- 1 The Problem: Single-Threaded Execution
- 2 Architecture: How Parallel Query Works
- 3 Parallel-Aware Operators
- 4 Configuration: Tuning Parallel Query
- 5 When Parallel Query Helps (and When It Hurts)
- 6 Debugging Parallel Query Issues
- 7 Advanced: Parallel Query Internals
- 8 Practical Tuning Guide
- Summary: Parallel Query in One Diagram
When PostgreSQL introduced parallel query execution in version 9.6, it unlocked a fundamental capability: leveraging multi-core CPUs to accelerate analytical workloads.
Before parallel query, PostgreSQL was strictly single-threaded—one query, one CPU core. On a 32-core server, a full table scan used 1 core at 100%, leaving 31 cores idle. For OLTP workloads (short, selective queries), this was fine. For analytics (scanning millions of rows), it was a bottleneck.

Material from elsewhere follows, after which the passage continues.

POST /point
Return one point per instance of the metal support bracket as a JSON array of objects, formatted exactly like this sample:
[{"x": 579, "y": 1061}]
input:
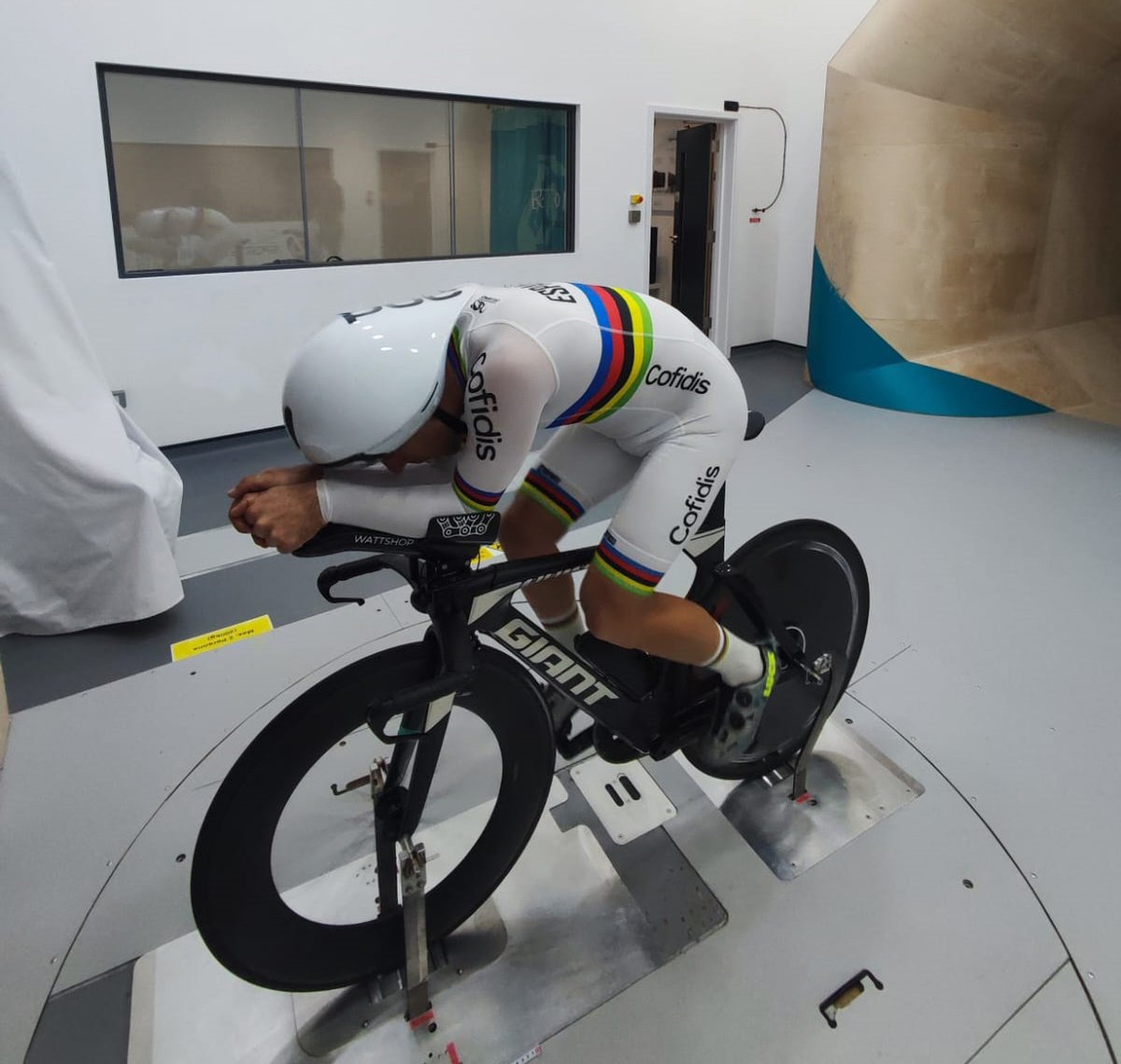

Parallel query changes this by allowing operations like Seq Scan, Hash Join, and Aggregate to split work across multiple background worker processes. A Gather or Gather Merge node collects results from workers and returns them to the client.
The result? 2x–4x speedup (or more) on suitable workloads.
But parallel query isn’t free. It adds overhead, consumes resources, and can slow down queries if misused. This guide explains how it works, when to use it, and how to tune it.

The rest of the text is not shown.